「未成年の喫煙予防に尽力」 医師が禁煙フォーラム

参考:2016年7月1日 (金)配信熊本日日新聞

【寄稿】八代市の医師・高野義久さん(52)  私は熊本県八代市で呼吸器科内科クリニックを開業しています。今回は私が活動している「くまもと禁煙推進フォーラム」を紹介します。  たばこの害は喫煙者だけでなく、周囲の人の健康も脅かす深刻な問題です。フォーラムは2009(平成21)年、未成年者の喫煙や受動喫煙の防止、禁煙希望者の支援を目的に5人でスタート。現在は会員131人で、多くは医療や教育関係者です。  フォーラムの活動の大きな柱の一つに「未成年の喫煙開始の防止」があります。養護教諭の助言で講義用のスライドを作成し、これまでに450校以上、6万人を超す学生さんが聴講しました。  研究によると、喫煙開始を防ぐ授業を100人に行うと、7人の新たな喫煙開始を予防できるとされています。
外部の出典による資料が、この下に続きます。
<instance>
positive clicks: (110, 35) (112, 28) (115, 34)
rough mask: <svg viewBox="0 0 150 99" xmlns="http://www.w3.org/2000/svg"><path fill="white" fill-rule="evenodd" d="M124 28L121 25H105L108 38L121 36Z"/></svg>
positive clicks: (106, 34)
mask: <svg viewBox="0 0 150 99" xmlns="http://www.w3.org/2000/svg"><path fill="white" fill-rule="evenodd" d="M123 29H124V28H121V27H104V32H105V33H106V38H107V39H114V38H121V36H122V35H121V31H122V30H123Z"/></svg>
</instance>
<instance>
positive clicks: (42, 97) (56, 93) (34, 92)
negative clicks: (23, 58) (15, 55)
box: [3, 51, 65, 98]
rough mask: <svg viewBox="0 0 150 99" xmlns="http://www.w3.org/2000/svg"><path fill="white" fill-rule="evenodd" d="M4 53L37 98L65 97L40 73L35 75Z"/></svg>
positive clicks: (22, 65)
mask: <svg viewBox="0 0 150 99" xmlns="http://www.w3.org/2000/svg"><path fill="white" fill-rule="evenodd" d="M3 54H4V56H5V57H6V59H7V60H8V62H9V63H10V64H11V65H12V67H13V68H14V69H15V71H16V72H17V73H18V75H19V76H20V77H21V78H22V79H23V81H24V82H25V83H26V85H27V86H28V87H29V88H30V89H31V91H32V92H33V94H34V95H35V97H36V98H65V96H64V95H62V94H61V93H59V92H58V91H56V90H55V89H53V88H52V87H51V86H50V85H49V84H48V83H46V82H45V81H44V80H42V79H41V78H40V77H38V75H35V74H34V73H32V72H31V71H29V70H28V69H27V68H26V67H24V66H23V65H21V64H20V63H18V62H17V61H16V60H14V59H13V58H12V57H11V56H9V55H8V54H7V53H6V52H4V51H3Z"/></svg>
フォーラムの実績にあてはめると、県内で4千人以上の未成年の喫煙開始を予防した計算です。私たちは、さらに年間100~200校の講演を目指しています。  また、禁煙支援の普及をはかる目的で、医療関係者に禁煙支援や面接の方法、禁煙補助薬の知識を伝え、禁煙外来の開設を推進する活動も行っています。  一般市民向けには講演会を行い、禁煙推進キャラクター「すわんけん」や「すわんぬ」を通して禁煙に関心を持ってもらっています。無料通話アプリLINE(ライン)で「すわんけん」スタンプも作成し公開しました。  これらの活動が評価され、13年には第2回「健康寿命をのばそう!アワード」で厚生労働省健康局長優良賞を受賞。15年には日本禁煙学会学術総会を熊本市で開催しました。  今年は活動継続のために、任意団体から一般社団法人へ衣替えをします。熊本地震からの復興のためにも健康は重要です。その礎となるため力を尽くしたいと思います。
Dr.堤より 禁煙支援もだじかもしれないが、未成年がタバコに手を出さない、健康教育や、社会環境の構築(全面禁煙社会)がより大切だよね。